Roland G. Fryer, Jr. Draft: July 2016

Abstract This paper explores racial differences in police use of force. On non-lethal uses of force, blacks and Hispanics are more than fifty percent more likely to experience some form of force in interactions with police. Adding controls that account for important context and civilian behavior reduces, but cannot fully explain, these disparities. On the most extreme use of force ? officer-involved shootings ? we find no racial differences in either the raw data or when contextual factors are taken into account. We argue that the patterns in the data are consistent with a model in which police officers are utility maximizers, a fraction of which have a preference for discrimination, who incur relatively high expected costs of officer-involved shootings. Keywords: discrimination, decision making, bias, police use of force

This work has benefitted greatly from discussions and debate with Chief William Evans, Chief Charles McClelland, Chief Martha Montalvo, Sergeant Stephen Morrison, Jon Murad, Lynn Overmann, Chief Bud Riley, and Chief Scott Thomson. I am grateful to David Card, Kerwin Charles, Christian Dustmann, Michael Greenstone, James Heckman, Richard Holden, Lawrence Katz, Steven Levitt, Jens Ludwig, Glenn Loury, Kevin Murphy, Derek Neal, John Overdeck, Jesse Shapiro, Andrei Shleifer, Jorg Spenkuch, Max Stone, John Van Reenan, Christopher Winship, and seminar participants at Brown University, University of Chicago, London School of Economics, University College London, and the NBER Summer Institute for helpful comments and suggestions. Brad Allan, Elijah De La Campa, Tanaya Devi, and William Murdock III provided truly phenomenal project management and research assistance. Lukas Althoff, Dhruva Bhat, Samarth Gupta, Julia Lu, Mehak Malik, Beatrice Masters, Ezinne Nwankwo, Charles Adam Pfander, Sofya Shchukina and Eric Yang provided excellent research assistance. Financial support from EdLabs Advisory Group and an anonymous donor is gratefully acknowledged. Correspondence can be addressed to the author by email at rolandfryer@edlabs.harvard.edu. The usual caveat applies.

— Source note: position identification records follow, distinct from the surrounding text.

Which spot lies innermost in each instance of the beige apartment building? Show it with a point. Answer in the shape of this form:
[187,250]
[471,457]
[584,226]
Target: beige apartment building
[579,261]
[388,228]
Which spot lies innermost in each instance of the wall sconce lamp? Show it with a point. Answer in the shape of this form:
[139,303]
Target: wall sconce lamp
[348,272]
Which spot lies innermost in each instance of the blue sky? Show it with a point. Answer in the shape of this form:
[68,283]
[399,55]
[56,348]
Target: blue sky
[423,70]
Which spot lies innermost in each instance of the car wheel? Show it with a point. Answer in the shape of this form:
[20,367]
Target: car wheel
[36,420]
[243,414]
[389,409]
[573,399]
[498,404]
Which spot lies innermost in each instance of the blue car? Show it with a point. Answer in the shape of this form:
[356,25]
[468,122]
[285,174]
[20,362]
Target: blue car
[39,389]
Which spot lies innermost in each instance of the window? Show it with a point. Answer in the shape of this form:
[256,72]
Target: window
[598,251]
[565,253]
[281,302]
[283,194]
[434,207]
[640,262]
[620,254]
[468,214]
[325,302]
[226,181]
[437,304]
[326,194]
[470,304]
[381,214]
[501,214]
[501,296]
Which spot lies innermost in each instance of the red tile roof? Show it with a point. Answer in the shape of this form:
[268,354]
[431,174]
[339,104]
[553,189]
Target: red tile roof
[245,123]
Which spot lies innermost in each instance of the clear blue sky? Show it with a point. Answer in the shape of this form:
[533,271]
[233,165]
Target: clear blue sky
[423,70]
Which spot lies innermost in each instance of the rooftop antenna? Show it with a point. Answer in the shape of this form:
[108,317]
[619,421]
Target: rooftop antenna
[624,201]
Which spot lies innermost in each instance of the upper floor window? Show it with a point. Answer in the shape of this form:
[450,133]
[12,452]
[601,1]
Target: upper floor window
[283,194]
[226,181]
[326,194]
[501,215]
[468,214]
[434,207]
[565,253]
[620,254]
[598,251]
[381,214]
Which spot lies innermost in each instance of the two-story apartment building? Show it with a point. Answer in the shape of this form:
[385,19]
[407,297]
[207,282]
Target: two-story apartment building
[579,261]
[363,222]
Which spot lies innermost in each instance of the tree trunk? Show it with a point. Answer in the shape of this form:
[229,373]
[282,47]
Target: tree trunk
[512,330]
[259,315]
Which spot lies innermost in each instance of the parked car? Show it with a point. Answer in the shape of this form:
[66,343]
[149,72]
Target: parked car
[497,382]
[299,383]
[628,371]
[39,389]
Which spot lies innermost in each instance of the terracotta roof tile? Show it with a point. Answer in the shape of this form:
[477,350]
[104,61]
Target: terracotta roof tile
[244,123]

Department of Economics, Harvard University, and the NBER, (rfryer@fas.harvard.edu);

"We can never be satisfied as long as the Negro is the victim of the unspeakable horrors of police brutality." Martin Luther King, Jr., August 28, 1963.

I. Introduction

From "Bloody Sunday" on the Edmund Pettus Bridge to the public beatings of Rodney King, Bryant Allen, and Freddie Helms, the relationship between African-Americans and police has an unlovely history. The images of law enforcement clad in Ku Klux Klan regalia or those peaceful protesters being attacked by canines, high pressure water hoses, and tear gas are an indelible part of American history. For much of the 20th century, law enforcement chose to brazenly enforce the status quo of overt discrimination, rather than protect and serve all citizens.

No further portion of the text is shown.